The National Association of Manufacturers, American Iron and Steel Institute, U.S. Chamber of Commerce and American Petroleum Institute have filed another challenge to the Fish & Wildlife Service's decision to list polar bears as "threatened" under the Endangered Species Act. Interestingly, one aspect of the listing they are challenging is the federal government's differential treatment of energy projects in Alaska.
They object to what they call the "Alaska Gap" in relation to the special rule the federal government issued in May in conjunction with the polar bear's protected status. The rule, meant to prevent the polar bear's status from being used as a tool for imposing greenhouse gas limits, exempts projects in all states except Alaska from undergoing review in relation to emissions.
NAM Vice President Keith McCoy said the group sees the rule as unfairly subjecting Alaskan industry to greenhouse gas controls and also opening a back door for greenhouse gas regulation nationwide.
"This could significantly curtail oil and gas exploration," especially on Alaska's North Slope, he said. "It's discrimination against the state of Alaska.

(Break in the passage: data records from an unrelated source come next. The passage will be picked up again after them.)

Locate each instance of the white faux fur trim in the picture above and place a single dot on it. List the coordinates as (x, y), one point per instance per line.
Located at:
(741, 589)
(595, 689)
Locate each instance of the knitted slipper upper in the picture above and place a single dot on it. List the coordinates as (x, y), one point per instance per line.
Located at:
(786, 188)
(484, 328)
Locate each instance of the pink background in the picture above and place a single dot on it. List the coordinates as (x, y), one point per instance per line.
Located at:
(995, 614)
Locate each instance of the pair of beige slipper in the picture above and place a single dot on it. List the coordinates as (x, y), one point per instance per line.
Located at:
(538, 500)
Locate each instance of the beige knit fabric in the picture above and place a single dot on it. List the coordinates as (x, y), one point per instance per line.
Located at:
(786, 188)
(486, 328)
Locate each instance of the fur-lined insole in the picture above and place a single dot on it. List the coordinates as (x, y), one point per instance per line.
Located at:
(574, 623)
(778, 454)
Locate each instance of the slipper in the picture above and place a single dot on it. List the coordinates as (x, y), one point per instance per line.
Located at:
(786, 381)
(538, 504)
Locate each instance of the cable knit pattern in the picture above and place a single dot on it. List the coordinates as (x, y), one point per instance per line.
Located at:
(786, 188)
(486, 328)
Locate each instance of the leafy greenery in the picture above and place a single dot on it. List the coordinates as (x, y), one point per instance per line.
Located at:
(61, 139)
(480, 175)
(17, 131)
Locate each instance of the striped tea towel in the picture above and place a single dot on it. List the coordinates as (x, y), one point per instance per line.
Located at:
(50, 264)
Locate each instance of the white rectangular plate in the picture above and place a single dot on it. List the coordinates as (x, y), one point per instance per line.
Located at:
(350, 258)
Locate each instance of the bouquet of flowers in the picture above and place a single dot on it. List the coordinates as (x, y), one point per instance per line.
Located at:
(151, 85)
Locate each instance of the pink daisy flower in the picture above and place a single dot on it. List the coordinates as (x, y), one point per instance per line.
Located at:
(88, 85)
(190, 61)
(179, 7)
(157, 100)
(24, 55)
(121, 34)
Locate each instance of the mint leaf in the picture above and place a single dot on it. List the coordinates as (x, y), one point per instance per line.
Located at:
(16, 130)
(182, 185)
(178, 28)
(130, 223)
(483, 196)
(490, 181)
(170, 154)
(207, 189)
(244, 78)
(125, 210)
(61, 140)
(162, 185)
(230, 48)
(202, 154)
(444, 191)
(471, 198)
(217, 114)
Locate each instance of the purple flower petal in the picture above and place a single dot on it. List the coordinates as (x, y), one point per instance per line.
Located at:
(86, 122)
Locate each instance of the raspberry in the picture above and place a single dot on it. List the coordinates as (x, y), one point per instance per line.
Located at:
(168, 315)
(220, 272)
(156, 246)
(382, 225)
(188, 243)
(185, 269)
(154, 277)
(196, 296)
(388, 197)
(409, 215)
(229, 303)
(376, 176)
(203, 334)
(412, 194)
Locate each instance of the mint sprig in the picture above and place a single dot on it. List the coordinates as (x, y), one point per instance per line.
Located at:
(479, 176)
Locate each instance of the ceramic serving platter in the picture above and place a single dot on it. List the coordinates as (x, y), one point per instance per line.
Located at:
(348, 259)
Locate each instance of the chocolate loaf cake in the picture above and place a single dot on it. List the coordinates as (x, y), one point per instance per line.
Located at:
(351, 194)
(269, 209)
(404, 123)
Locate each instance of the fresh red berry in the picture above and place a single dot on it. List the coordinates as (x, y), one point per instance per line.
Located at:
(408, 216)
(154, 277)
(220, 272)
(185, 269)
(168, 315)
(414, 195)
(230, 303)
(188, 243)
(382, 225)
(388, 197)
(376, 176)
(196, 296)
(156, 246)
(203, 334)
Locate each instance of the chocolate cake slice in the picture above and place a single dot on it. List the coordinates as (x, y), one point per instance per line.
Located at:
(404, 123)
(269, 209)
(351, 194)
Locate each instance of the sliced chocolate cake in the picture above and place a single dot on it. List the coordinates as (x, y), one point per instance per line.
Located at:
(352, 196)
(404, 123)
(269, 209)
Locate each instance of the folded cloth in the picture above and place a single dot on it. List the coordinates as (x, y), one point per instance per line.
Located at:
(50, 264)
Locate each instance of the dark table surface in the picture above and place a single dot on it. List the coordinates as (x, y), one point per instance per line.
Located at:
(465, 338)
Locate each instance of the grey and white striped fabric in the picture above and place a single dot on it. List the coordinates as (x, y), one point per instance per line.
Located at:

During a time when gas prices are high and we need to look at all options, to issue something that shuts off a viable resource" is ill-advised, he said.
The lawsuit, filed in U.S. District Court for the D.C. Circuit, notes that greenhouse gas emissions worldwide contribute to global warming. It says projects in Alaska should not be subject to special scrutiny because of the polar bear's status.
Not having read the briefs (yet), this seems to me like a more fruitful avenue of attack than a frontal challenge to the listing itself. Overturning a listing decision is quite difficult, and I don't expect any of the lawsuits to be successful on that front.